Carrie and I are bouncing across Mongolia in a very rugged Russian minivan whose design probably hasn’t changed since Soviet times. Ogi, our driver, has added a second fuel tank, some Buddhist religious devices and a lot of cigarette-lighter sockets for the convenience of passengers with the right adapters. I got out my computer because we’re now on a paved road, but that doesn’t make it smooth. Yesterday we spent many hours on dirt roads in the Hustai National Park. We saw some small wild horses, the ancestors of today’s horses, and we visited a field of stone monuments left by the Turks who occupied Mongolia before the time of Genghis Khan.
These interesting details were the things of guidebooks but we experienced much more. Fragrances, for example. We walked on aromatic herbs that perfumed the air as we traveled, and we slept in a ger breathing the aroma of the horse-milk yogurt brewing at the foot of my bed. We picnicked in a sunny field with mountains ahead of us, cashmere goats and Turkish relics to one side and tree-dappled foothills to the other. Many people brightened our day: Meg, the guide; her precocious and enthusiastic five-year-old daughter Termulin; Ogi the driver and even the most-amazing Altaa, who owns the ger and maintains a Buddhist temple originally built by her ancestors, destroyed by the Soviets and restored by her mother.
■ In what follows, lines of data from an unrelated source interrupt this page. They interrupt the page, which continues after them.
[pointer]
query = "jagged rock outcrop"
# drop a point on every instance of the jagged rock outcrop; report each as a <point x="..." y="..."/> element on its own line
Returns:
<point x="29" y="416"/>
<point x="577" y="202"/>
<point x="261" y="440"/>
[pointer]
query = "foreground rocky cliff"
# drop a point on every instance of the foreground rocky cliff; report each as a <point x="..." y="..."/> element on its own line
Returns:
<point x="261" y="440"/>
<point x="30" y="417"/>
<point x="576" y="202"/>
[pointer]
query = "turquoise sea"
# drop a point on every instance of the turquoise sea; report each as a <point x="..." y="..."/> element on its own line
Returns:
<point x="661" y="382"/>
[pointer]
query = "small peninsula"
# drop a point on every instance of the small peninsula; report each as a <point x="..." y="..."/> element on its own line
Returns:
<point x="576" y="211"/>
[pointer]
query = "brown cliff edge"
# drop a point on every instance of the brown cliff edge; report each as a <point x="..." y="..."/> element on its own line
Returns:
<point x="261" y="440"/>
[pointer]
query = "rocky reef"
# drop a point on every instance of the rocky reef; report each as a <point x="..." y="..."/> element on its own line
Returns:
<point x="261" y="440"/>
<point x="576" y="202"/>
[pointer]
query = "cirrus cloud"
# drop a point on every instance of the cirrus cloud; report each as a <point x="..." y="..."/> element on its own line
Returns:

We hiked up this morning to visit the ruins of many other Buddhist temples in the hills behind the ger where we slept. Persecution drove Buddhists farther and farther into the hills, and when they got driven out their temples began to decay. Near one temple, we found a bush particularly filled with the delicious little red berries we started sampling yesterday. We feasted on them until Meg reminded us that we still had places to go and things to see. That’s why I’m writing in the car. I don’t expect to have much down time, and I’ll want to be on my feet in this beautiful land as much as possible once we stop.
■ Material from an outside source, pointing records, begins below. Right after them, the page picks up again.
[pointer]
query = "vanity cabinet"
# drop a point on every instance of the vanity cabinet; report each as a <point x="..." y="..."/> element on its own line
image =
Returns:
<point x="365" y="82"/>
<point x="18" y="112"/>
The last time we stopped, Meg gave us camel rides. I’d heard stories about camels being cantankerous creatures, but ours cooperated nicely. They got down onto their knees so we could mount, and then stood up gracefully to walk. We sat on blankets between the humps, cushioned by the camels’ thick and rich fur. I wove the fingers of my left hand into the oily wool on my camel’s front hump, and rested my other hand on the smoother hairs of her flank.
Now we’re approaching a monastery. A young monk in red robes runs towards us on the road. It’s time to get out.